DonnyEMU wrote:
The pictures you are showing me are frauds. I still own an original A1000 with a 1985 manufacturing date..This isn't millitary spec chips, these pictures you are showing me aren't even what the real chips look like, they are advertising fakery. I have a stack of old Amiga Worlds with that same ad. As a dealer/repair center from 85-92 I saw a lot of these machines.
For further proof: anyone care to count the number of pins on Agnes,Denise, and Paula then count the number of pins on those chips in the AD and get back to me. It sure makes a cool looking ad though.. The plate over the chips in this ad is a simple 79 cent glue on from MOS.. I have seen the innards of plenty A1000s to know what I am looking at.
http://amiga.org/gallery/images/896/1_1183.jpgHm, someone must've gone through some trouble, then. 48-pin DIPs in both shots. Unless I can't count. And you can see here that they got the 8361 (that also doesn't exist?) into a regular epoxy package.
The 'heatspreaders' are obviously just cheap caps of some sort - I've found some other pictures where they weren't on straight. But IIRC, with this sort of package, the chip die was otherwise exposed (I dunno why; because they encased the pins in the ceramic before they dropped the chip in and connected the cat-whiskers? -- Were chip packages coming from separate plants than chips themselves? -- Or because the same package would have a use for UV EEPROM, those would need a window there anyway, and it would be cheaper to use caps than design an all-ceramic top with a hollow for the chip? Or because engineers would enjoy the ability to pop the cap and microscope failure modes on returned units without sanding/etching off the epoxy as they do now?)... So the cap keeps you from, say, jabbing the die with your finger, or getting WD-40 all over it when you decide to clean your board. (Or was there epoxy under there, anyway?) Ever dissect one of those old calculators, where the LEDs were exposed dies under a plastic magnifying lens?

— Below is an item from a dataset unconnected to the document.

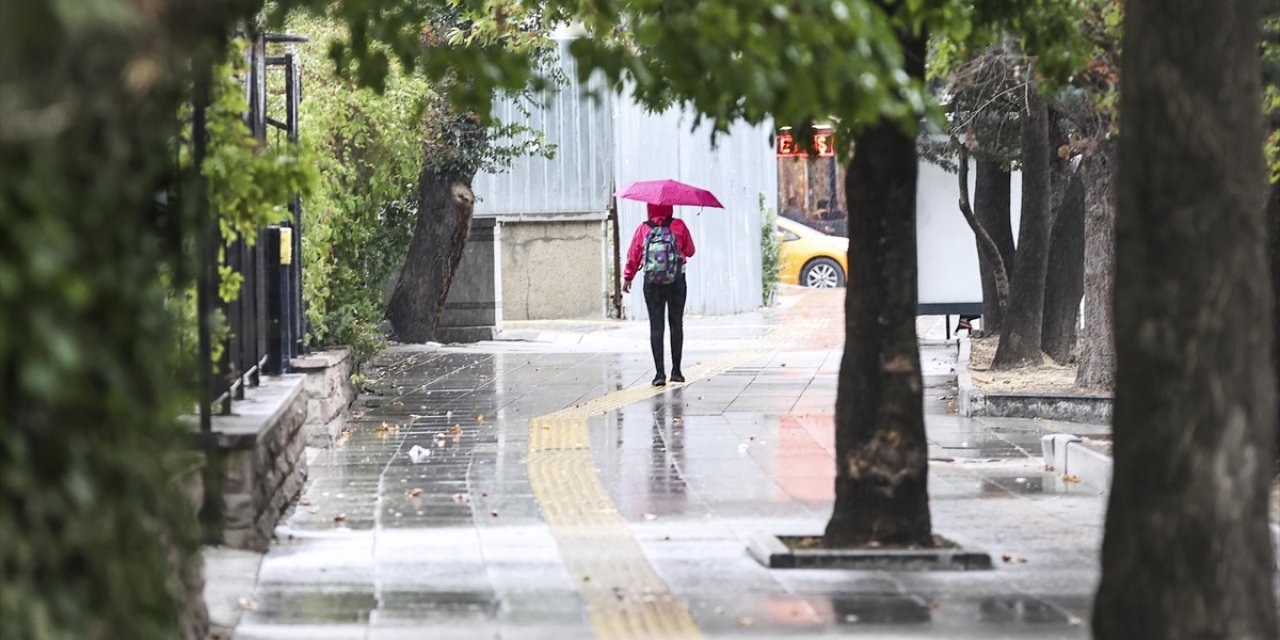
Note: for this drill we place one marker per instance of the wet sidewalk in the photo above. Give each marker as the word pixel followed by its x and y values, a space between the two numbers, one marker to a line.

One assumes the miracle of 100% plastic/epoxy packaging caught on quickly when it was discovered how much easier it was to just pour goo over everything. (Of course, bad epoxy still strikes. All the Fujitsu drive failures of months back were eventually traced to a bad packaging used by Cirrus Logic, to whom they'd outsourced some chips.)
Now why does everyone need to bullshit over something so simple?